It fulfills the simple requirement for sure. You can do what you want in just a couple of lines of code!
jsoup is a Java library for working with real-world HTML. It provides
a very convenient API for extracting and manipulating data, using the
best of DOM, CSS, and jquery-like methods.
jsoup implements the WHATWG HTML5 specification, and parses HTML to
the same DOM as modern browsers do.
scrape and parse HTML from a URL, file, or string
find and extract data, using DOM traversal or CSS selectors
jsoup is designed to deal with all varieties of HTML found in the
wild; from pristine and validating, to invalid tag-soup; jsoup will
create a sensible parse tree.
Using the selector syntax makes finding and extracting data extremely simple.

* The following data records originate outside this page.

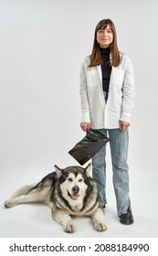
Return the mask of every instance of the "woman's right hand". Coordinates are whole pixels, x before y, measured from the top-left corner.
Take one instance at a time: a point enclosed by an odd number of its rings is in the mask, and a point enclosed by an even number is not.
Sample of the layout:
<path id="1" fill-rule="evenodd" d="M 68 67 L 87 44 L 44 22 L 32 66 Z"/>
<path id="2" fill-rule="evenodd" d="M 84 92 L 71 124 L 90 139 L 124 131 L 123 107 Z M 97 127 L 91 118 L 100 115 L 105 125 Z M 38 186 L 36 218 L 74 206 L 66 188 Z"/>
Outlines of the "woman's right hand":
<path id="1" fill-rule="evenodd" d="M 81 123 L 80 127 L 83 132 L 87 132 L 90 128 L 90 123 Z"/>

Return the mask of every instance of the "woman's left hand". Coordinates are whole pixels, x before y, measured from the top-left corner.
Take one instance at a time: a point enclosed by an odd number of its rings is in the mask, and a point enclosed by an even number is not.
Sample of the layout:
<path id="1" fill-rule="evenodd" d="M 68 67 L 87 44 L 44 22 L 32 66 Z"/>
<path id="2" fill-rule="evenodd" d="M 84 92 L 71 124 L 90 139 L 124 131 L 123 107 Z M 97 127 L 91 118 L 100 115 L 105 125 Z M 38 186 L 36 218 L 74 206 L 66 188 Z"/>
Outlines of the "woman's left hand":
<path id="1" fill-rule="evenodd" d="M 120 130 L 121 132 L 123 132 L 124 130 L 126 130 L 130 126 L 130 123 L 120 120 L 119 125 L 120 125 Z"/>

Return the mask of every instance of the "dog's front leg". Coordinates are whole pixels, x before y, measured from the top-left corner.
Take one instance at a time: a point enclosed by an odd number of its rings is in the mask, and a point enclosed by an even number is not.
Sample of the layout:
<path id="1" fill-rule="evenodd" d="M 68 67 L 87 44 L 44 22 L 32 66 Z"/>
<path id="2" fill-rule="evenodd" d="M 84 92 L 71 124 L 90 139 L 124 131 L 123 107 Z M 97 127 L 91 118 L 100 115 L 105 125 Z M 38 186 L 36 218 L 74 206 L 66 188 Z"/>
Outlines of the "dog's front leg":
<path id="1" fill-rule="evenodd" d="M 93 220 L 94 228 L 98 231 L 105 231 L 107 229 L 104 219 L 103 209 L 98 208 L 91 216 Z"/>
<path id="2" fill-rule="evenodd" d="M 58 223 L 62 225 L 62 227 L 64 228 L 64 231 L 68 233 L 75 232 L 76 229 L 72 219 L 70 216 L 64 210 L 56 208 L 55 209 L 52 209 L 52 216 Z"/>

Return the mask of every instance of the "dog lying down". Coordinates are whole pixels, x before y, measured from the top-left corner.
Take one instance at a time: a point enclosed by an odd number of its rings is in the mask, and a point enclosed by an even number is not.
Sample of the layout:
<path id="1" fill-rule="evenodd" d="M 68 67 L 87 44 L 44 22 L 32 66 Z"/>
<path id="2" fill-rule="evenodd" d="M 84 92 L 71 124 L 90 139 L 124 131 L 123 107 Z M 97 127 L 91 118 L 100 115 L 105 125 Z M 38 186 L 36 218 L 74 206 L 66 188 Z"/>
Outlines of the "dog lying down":
<path id="1" fill-rule="evenodd" d="M 68 166 L 46 176 L 33 186 L 26 186 L 5 202 L 5 208 L 23 203 L 44 203 L 51 208 L 53 219 L 66 232 L 74 232 L 70 216 L 89 216 L 96 230 L 107 229 L 104 210 L 98 201 L 97 184 L 90 177 L 90 164 L 87 167 Z"/>

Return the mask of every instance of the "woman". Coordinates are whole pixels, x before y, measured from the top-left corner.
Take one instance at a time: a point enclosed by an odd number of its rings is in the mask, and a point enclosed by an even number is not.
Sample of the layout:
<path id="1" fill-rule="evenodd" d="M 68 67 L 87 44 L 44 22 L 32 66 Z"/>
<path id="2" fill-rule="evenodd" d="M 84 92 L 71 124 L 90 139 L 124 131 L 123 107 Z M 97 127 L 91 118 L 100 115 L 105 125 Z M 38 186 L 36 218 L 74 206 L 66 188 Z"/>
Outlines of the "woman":
<path id="1" fill-rule="evenodd" d="M 120 222 L 133 223 L 129 197 L 127 165 L 131 115 L 134 104 L 133 69 L 131 59 L 117 46 L 111 19 L 99 22 L 91 55 L 80 70 L 81 129 L 97 129 L 110 137 L 113 187 Z M 92 157 L 92 176 L 98 183 L 99 199 L 105 208 L 106 148 Z"/>

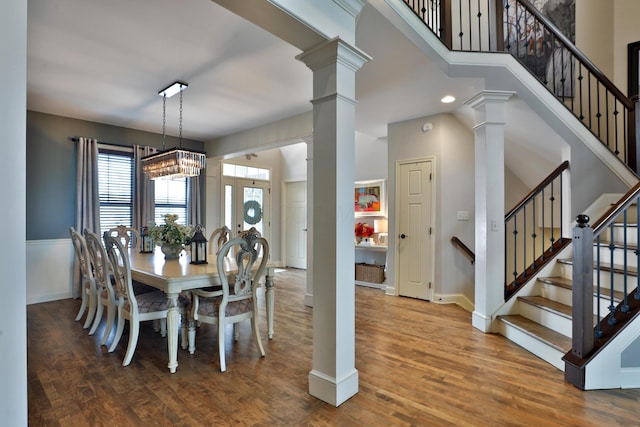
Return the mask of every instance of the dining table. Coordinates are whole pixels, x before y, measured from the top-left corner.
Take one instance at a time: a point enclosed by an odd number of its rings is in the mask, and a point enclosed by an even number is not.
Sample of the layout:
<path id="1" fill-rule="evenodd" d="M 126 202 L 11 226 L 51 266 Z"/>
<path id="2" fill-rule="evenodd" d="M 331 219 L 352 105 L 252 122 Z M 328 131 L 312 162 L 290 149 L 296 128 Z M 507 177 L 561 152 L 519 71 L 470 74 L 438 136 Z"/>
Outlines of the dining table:
<path id="1" fill-rule="evenodd" d="M 178 296 L 184 291 L 220 285 L 216 261 L 207 264 L 191 264 L 191 256 L 188 251 L 183 251 L 178 259 L 165 260 L 159 247 L 155 247 L 152 253 L 139 253 L 135 249 L 130 250 L 129 261 L 133 280 L 160 289 L 167 294 L 168 368 L 171 373 L 175 373 L 178 367 L 178 327 L 180 322 Z M 229 268 L 228 271 L 236 269 L 232 258 L 229 258 L 228 262 L 225 260 L 225 266 Z M 273 338 L 274 270 L 275 265 L 267 262 L 264 286 L 269 339 Z M 183 343 L 183 347 L 185 346 L 186 343 Z"/>

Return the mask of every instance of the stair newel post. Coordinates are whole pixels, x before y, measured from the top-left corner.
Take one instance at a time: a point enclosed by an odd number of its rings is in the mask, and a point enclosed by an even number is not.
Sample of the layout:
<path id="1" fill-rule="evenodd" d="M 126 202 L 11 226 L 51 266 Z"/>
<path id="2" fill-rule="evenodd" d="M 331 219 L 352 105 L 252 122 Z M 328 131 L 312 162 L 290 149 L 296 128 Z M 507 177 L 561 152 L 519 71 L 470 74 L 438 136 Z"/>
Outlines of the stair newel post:
<path id="1" fill-rule="evenodd" d="M 578 215 L 573 229 L 573 338 L 571 352 L 580 358 L 593 349 L 593 228 Z"/>
<path id="2" fill-rule="evenodd" d="M 640 96 L 635 95 L 631 98 L 634 108 L 629 112 L 627 119 L 628 134 L 629 134 L 629 167 L 638 173 L 640 169 L 640 150 L 638 150 L 637 144 L 640 141 Z"/>

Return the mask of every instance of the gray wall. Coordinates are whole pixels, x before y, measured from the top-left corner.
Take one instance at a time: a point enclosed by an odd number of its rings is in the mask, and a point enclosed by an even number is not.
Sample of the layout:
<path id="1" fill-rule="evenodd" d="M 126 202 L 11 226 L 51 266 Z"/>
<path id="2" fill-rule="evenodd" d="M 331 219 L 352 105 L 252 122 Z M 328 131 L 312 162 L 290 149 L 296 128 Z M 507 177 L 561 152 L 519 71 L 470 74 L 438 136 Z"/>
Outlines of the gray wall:
<path id="1" fill-rule="evenodd" d="M 27 111 L 27 240 L 69 237 L 75 224 L 75 136 L 162 148 L 161 134 Z M 178 139 L 167 137 L 166 147 L 176 146 Z M 183 140 L 182 146 L 203 149 L 200 141 Z"/>

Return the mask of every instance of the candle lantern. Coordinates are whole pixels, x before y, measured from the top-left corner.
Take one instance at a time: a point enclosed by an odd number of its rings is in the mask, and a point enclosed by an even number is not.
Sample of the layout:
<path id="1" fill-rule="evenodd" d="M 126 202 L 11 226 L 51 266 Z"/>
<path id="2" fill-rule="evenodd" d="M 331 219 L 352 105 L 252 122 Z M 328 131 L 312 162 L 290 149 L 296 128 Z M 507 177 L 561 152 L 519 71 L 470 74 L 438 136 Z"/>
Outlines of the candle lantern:
<path id="1" fill-rule="evenodd" d="M 140 253 L 150 254 L 153 252 L 153 239 L 149 236 L 149 228 L 142 227 L 140 230 Z"/>
<path id="2" fill-rule="evenodd" d="M 191 238 L 191 264 L 207 263 L 207 239 L 202 234 L 202 226 L 196 225 Z"/>

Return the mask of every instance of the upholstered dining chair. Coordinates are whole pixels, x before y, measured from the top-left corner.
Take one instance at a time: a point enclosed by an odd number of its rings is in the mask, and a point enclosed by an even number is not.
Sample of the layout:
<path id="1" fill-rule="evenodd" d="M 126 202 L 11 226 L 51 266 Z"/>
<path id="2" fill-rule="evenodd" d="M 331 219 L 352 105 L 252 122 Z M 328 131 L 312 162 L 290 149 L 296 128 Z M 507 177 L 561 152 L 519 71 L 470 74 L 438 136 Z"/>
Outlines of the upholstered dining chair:
<path id="1" fill-rule="evenodd" d="M 234 254 L 230 260 L 229 252 Z M 259 254 L 263 253 L 262 257 Z M 190 319 L 218 325 L 218 352 L 220 371 L 226 370 L 225 329 L 228 324 L 251 320 L 251 331 L 260 355 L 264 347 L 258 329 L 258 304 L 256 292 L 258 278 L 264 272 L 269 254 L 269 244 L 258 232 L 246 232 L 231 239 L 220 248 L 216 258 L 222 289 L 192 291 Z M 257 263 L 257 264 L 256 264 Z M 257 267 L 256 267 L 257 265 Z M 189 331 L 189 351 L 195 352 L 195 332 Z"/>
<path id="2" fill-rule="evenodd" d="M 84 328 L 87 329 L 91 326 L 91 321 L 96 313 L 97 295 L 96 295 L 96 282 L 93 277 L 93 268 L 91 261 L 89 260 L 89 253 L 87 251 L 87 244 L 82 237 L 82 234 L 69 227 L 69 233 L 71 234 L 71 241 L 73 242 L 73 249 L 76 254 L 76 259 L 80 267 L 80 282 L 82 289 L 82 304 L 80 310 L 76 315 L 76 321 L 80 320 L 85 311 L 87 311 L 87 317 L 84 321 Z"/>
<path id="3" fill-rule="evenodd" d="M 129 343 L 122 362 L 122 366 L 131 363 L 133 353 L 138 343 L 140 333 L 140 322 L 147 320 L 161 320 L 166 325 L 167 320 L 167 296 L 162 291 L 146 292 L 136 295 L 133 291 L 131 281 L 131 264 L 129 263 L 128 251 L 122 246 L 119 239 L 114 238 L 105 232 L 104 236 L 109 265 L 115 281 L 115 289 L 118 292 L 118 322 L 116 334 L 113 342 L 109 346 L 112 352 L 118 346 L 125 320 L 129 321 Z M 179 299 L 182 309 L 186 306 L 182 299 Z M 183 313 L 184 317 L 184 313 Z M 166 326 L 162 328 L 166 332 Z M 166 334 L 163 333 L 163 336 Z M 184 335 L 183 335 L 184 337 Z"/>
<path id="4" fill-rule="evenodd" d="M 91 264 L 93 265 L 93 277 L 96 282 L 96 291 L 98 295 L 96 315 L 93 320 L 93 326 L 91 326 L 91 330 L 89 330 L 89 335 L 93 335 L 96 332 L 96 329 L 102 321 L 102 313 L 106 308 L 107 323 L 104 329 L 104 334 L 102 335 L 102 340 L 100 341 L 101 345 L 106 345 L 107 339 L 109 339 L 111 329 L 115 322 L 116 312 L 118 311 L 116 302 L 118 294 L 111 284 L 111 267 L 102 240 L 97 234 L 92 233 L 86 228 L 84 230 L 84 235 L 85 241 L 87 242 L 87 249 L 89 250 Z"/>
<path id="5" fill-rule="evenodd" d="M 135 228 L 126 227 L 124 225 L 118 225 L 109 229 L 109 236 L 120 239 L 122 246 L 126 248 L 133 248 L 140 250 L 140 232 Z"/>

public static void main(final String[] args)
{
final String s = "<div><div id=\"mainContent\">foo bar<div>good best better</div> <div>test test</div></div><div>foo bar</div></div>";
final Document d = Jsoup.parse(s);
final Elements e = d.select("#mainContent");
System.out.println(e.get(0));
}
outputs
<div id="mainContent">
foo bar
<div>
good best better
</div>
<div>
test test
</div>
</div>
Doesn't get much more simple than that!
I'm afraid the answer is: You don't. At least not with a "simple" program...
But there is hope: You can use a HTML parser library (like NekoHTML or HTMLParser, although the latter project seems to be dead) to parse the string and retrive the part you need.